琴音无奈由他。昨晚天太黑看不清,如今出府去,才发现这府邸假山流水,布置得极其雅致,比之尤浑府邸不知精细多少倍。果然是王公贵族。又一想,尤浑算个什么东西,怎么能和他比?
琴音因为两腿酸痛,又牵扯到某个难堪的部位,走路姿势很怪异,他只得尽量走得慢些。清涟察觉到了他的异样,心里也有些尴尬。清涟想跟琴音说点什么,但看到他冷淡的脸,又什么都说不出了。
经历了一段不算短的折磨,琴音总算出了府,清涟扶他上了马车,看着马车离去。究竟什么也没说。
马车是府里的,琴音在哪里下的车,去了哪里,只等下人回来禀报。但清涟的心仍不免被越行越远的马车牵引,满心不舍和眷恋。
琴音没法回尤浑府邸,与大王又有约定,干脆进宫去了。
设局套他们的狐狸精小琪见都这样了,这厮还敢进宫!是不是昨晚不够猛啊?她打算再来一记猛的。
琴音进宫见了大王,满腹委屈,却又说不出口。抱过了波斯猫,神情有些感伤。
殷绶哪知道琴音身上发生过什么,见他今日穿了一套玄色锦衣,与之前清雅的风格大有不同,看着多了些沉着和冷酷。倒是特别。
殷绶道:“这猫,究竟还是跟你亲近。”
琴音道:“它很温顺,谁喜欢它,它就喜欢谁。”
琴音看了殷绶一眼,终是忍不住道:“大王,我想……”
“嗯?”殷绶看向他,“怎么?”
“我可不可以留在宫中,伺候大王?”琴音问。
“是尤浑又为难你了?”殷绶想到昨晚让他回去了,估计尤浑嫌他无能,加以责难,暗叹了口气,道:“是孤思虑不周了。”
殷绶说着站了起身,出去吩咐了两句。
尤浑又收到了大王派人送来的两箱铜币及一些珍宝,差点没把他乐疯了。只以为昨晚琴音在宫里得了宠幸,大王龙心大悦,赏赐下来的。
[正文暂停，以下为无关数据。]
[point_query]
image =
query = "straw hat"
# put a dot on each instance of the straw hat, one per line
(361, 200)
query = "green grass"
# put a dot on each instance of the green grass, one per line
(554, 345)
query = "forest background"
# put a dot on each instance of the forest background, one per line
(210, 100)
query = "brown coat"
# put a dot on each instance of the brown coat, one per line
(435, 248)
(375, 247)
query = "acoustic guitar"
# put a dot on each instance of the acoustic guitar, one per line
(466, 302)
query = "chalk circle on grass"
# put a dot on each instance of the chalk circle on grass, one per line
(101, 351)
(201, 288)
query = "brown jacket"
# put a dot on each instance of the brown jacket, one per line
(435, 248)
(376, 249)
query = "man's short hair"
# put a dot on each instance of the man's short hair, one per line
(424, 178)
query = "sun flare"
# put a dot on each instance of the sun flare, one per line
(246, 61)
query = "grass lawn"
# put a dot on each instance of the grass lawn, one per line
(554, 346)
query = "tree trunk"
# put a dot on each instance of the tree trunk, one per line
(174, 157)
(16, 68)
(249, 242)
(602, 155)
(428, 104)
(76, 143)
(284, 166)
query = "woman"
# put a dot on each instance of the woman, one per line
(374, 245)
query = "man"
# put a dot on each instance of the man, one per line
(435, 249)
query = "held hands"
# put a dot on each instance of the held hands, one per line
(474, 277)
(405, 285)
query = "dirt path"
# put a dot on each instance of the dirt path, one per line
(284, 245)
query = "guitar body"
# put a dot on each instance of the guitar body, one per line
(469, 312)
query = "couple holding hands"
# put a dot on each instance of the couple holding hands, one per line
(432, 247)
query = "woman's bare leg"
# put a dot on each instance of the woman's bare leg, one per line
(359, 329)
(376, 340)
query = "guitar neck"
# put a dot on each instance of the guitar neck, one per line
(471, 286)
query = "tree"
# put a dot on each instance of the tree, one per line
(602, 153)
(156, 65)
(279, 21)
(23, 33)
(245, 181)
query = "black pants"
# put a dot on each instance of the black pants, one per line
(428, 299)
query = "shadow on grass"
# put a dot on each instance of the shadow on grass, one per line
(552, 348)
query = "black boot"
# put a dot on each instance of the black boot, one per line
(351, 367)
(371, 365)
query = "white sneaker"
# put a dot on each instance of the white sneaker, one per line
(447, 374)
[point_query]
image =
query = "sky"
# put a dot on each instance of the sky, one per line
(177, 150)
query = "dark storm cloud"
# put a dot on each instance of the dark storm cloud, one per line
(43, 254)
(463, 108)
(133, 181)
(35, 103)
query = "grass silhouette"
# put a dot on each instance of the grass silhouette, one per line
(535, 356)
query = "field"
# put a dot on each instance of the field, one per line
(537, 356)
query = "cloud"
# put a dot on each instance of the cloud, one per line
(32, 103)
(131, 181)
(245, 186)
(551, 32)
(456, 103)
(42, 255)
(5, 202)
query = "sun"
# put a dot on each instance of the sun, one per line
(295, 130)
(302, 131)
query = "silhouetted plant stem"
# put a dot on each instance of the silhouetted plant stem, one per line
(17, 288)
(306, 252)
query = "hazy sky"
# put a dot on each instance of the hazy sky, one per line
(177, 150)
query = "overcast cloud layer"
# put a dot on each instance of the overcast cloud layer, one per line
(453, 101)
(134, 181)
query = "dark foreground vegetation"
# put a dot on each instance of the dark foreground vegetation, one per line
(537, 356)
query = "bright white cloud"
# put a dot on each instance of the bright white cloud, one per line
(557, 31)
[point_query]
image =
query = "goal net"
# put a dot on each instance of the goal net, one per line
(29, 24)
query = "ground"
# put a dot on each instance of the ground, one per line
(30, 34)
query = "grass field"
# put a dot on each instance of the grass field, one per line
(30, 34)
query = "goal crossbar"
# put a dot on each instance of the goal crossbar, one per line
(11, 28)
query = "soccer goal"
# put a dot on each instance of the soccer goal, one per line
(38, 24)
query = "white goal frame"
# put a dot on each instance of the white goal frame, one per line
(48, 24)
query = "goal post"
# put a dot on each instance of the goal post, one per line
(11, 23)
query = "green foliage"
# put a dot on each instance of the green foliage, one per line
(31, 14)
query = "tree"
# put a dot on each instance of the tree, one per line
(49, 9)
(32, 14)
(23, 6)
尤浑昨日离开,巴不得把琴音留在宫里,好借机爬上大王的床,哪里会安排马车来叫他。所以对于昨晚发生的偷龙转凤之事,丝毫不知。
……
“你说什么?进宫去了?”清涟听到下人回报琴音的行踪,当即站了起身,“他,他进宫干什么去了?”
“这个,小的不知。”下人道,“公子在离宫门有一段距离下的车。小人跟了一路,远远瞧见他给护卫亮出了一块令牌,就进去了。”
清涟昨晚倒是把人剥了个精光,但心思全在那事上,又加之脑子不清醒,哪里知道他身上有什么令牌。从前也不知他跟宫里如此亲密,如今进宫是去见谁了?大王,还是……娘娘?
清涟一颗心也跟着飞到宫里去了。纣王的残暴,清涟是见识过的,回想起来就不寒而栗。应该不会跟大王扯上什么联系才对,他难道不怕死吗?
可万一不是去见大王,而是去见娘娘……清涟想到琴音的清俊容颜,确实很讨人喜欢,莫不是被娘娘看上了?清涟此前从未听过大王有什么特殊癖好,只得心思往宫中另一位主人身上联想。偏他越想越觉得是真的,他就是被娘娘看上了。
大王眼皮子底下,他也太胆大妄为了!万一被察觉,不是要掉脑袋吗?君谢到底在想什么,他疯了吗?
清涟挥退了下人,心里急躁得不行。他恨不得也进宫去了。但他平时都尽量远离朝堂的,纣王也不怎么见到他,贸然前去,又没有合适的理由,岂不是很奇怪吗?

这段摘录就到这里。